Cheobawn nodded. She stepped out of the world and back in again.
And landed on the center tile of River’s courtyard. Holding out her hand she caught the rat that the scarlet quills had found down by the river. The rat squeaked in fury and buried its teeth in the flesh of her hand between thumb and forefinger. Che allowed it. It was a paltry revenge for the thing she was about to do to it. She stepped out of the world.
And back in again, landing on the Oud’s ornate floor. To those watching, the sudden appearance of the rat seemed magical, as if she had conjured it out of thin air. Her com echoed the disturbed mutterings of all the people in all the rooms connected by com-sphere.
“What is this? Some sort of Highlander game. We do not need to be convinced of your power,” shouted the prince. He was looking at Mora. Mora had been watching Cheobawn intently, perhaps as surprised as everyone else at the appearance of the rat.
“Power?” Mora said with disdain. “You have only just begun to see what true power is. Respect it and keep silent. The game is not yet done”
The floor of Oud’s temple was made of tiny tiles that formed a picture of the universe and all its stars. Was it a map? If so, it was exquisite in its detail. Thousands of candles and incense sticks burned in this place, the smoke curling around countless giant pillars before rising up to the ceiling hundreds of feet above her head. Oud sat next to two com-spheres, one that let her talk to Occonomara. The other connected her to all her sisters on all the starships currently navigating the folds of space.

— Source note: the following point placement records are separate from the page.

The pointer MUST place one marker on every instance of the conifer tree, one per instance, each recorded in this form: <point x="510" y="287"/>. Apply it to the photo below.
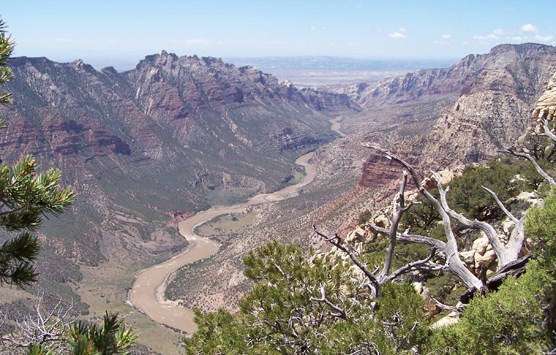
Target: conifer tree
<point x="25" y="197"/>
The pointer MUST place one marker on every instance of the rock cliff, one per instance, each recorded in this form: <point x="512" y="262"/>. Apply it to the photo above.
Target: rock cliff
<point x="172" y="136"/>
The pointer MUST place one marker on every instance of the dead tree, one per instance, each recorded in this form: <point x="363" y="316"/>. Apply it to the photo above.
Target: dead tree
<point x="42" y="327"/>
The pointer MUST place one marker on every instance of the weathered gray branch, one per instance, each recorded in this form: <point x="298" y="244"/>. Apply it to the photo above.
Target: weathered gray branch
<point x="340" y="312"/>
<point x="337" y="242"/>
<point x="540" y="170"/>
<point x="501" y="205"/>
<point x="415" y="265"/>
<point x="398" y="209"/>
<point x="453" y="261"/>
<point x="547" y="132"/>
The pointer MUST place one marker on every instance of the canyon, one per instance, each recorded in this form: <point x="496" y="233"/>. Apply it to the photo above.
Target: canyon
<point x="148" y="148"/>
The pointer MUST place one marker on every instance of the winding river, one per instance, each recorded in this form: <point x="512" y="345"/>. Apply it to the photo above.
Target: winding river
<point x="147" y="293"/>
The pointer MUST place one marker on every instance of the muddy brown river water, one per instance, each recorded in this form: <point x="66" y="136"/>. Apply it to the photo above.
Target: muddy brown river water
<point x="147" y="293"/>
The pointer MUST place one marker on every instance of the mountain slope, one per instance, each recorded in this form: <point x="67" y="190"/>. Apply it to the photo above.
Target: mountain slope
<point x="173" y="136"/>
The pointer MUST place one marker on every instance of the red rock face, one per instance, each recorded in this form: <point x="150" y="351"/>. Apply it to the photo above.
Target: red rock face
<point x="140" y="145"/>
<point x="378" y="171"/>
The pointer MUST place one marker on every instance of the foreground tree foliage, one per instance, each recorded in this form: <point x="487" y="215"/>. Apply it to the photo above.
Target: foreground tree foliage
<point x="348" y="302"/>
<point x="310" y="303"/>
<point x="26" y="197"/>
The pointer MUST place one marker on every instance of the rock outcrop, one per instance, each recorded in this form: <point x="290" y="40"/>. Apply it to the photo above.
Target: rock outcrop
<point x="170" y="137"/>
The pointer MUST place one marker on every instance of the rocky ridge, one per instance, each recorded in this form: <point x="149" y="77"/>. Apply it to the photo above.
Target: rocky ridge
<point x="170" y="137"/>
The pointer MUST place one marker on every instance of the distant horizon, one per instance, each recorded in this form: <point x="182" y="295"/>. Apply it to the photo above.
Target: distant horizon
<point x="398" y="63"/>
<point x="124" y="31"/>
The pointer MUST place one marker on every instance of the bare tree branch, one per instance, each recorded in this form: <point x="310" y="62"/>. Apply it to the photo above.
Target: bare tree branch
<point x="337" y="242"/>
<point x="547" y="132"/>
<point x="398" y="209"/>
<point x="42" y="327"/>
<point x="540" y="170"/>
<point x="415" y="265"/>
<point x="453" y="261"/>
<point x="341" y="313"/>
<point x="501" y="205"/>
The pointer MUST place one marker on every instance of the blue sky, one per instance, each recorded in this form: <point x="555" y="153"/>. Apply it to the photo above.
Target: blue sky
<point x="119" y="31"/>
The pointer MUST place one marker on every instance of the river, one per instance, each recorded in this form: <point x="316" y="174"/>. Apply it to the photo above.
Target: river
<point x="147" y="292"/>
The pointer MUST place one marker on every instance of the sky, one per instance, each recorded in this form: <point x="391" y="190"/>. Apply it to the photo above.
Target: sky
<point x="122" y="32"/>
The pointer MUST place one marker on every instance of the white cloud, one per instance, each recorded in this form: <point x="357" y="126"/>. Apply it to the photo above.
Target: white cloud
<point x="398" y="34"/>
<point x="197" y="41"/>
<point x="488" y="37"/>
<point x="544" y="38"/>
<point x="529" y="28"/>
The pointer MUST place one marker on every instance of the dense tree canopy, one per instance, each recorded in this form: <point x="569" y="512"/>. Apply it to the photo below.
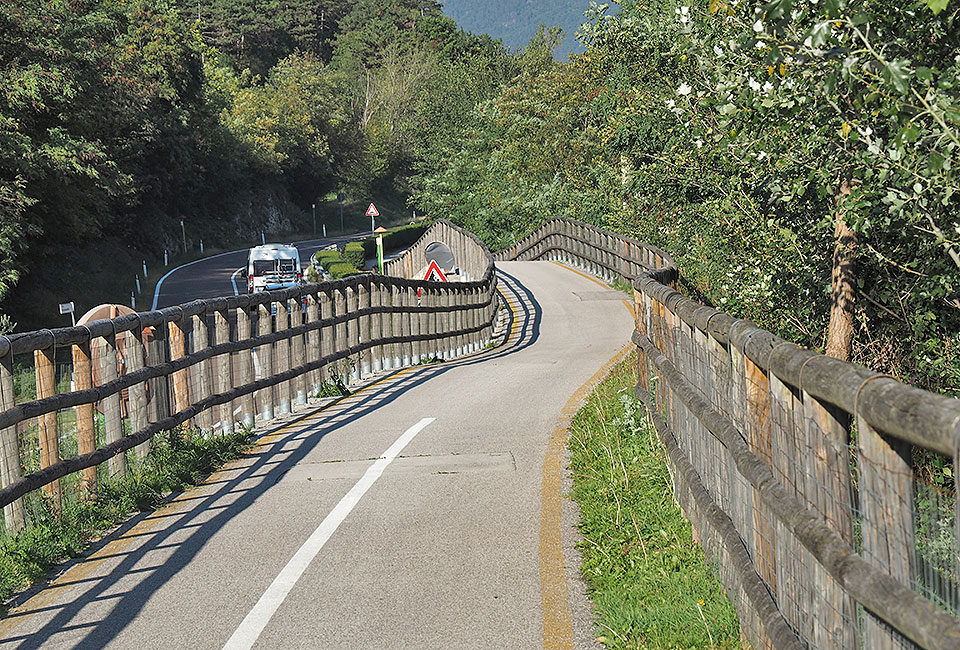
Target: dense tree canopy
<point x="120" y="118"/>
<point x="766" y="146"/>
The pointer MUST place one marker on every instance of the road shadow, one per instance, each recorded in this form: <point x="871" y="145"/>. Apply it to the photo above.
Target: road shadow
<point x="244" y="486"/>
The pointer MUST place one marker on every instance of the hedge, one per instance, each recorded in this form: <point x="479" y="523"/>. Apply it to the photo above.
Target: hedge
<point x="353" y="254"/>
<point x="401" y="237"/>
<point x="341" y="270"/>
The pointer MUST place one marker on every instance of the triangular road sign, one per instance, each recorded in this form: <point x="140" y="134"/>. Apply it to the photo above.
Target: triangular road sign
<point x="434" y="273"/>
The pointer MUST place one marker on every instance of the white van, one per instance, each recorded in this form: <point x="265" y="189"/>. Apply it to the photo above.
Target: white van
<point x="273" y="266"/>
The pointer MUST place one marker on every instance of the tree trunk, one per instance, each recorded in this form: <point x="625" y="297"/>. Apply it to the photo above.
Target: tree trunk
<point x="841" y="327"/>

Cheobawn met Oud’s eyes. Oud had eyes only for the rat. Blood dripped down Cheobawn’s fingers and stained Oud’s mosaic floor. What little color that remained in Oud’s skin drained away. The Scerron was ash gray now. The smoke and shadows hid many forms and at the sight of Cheobawn and her rat, they all fled. It was a rout as only a mob of Scerrons in panicked retreat could produce. Silently, the tall, willowy forms disappeared from the shadows in the temple. In the next moment, she was alone with Oud.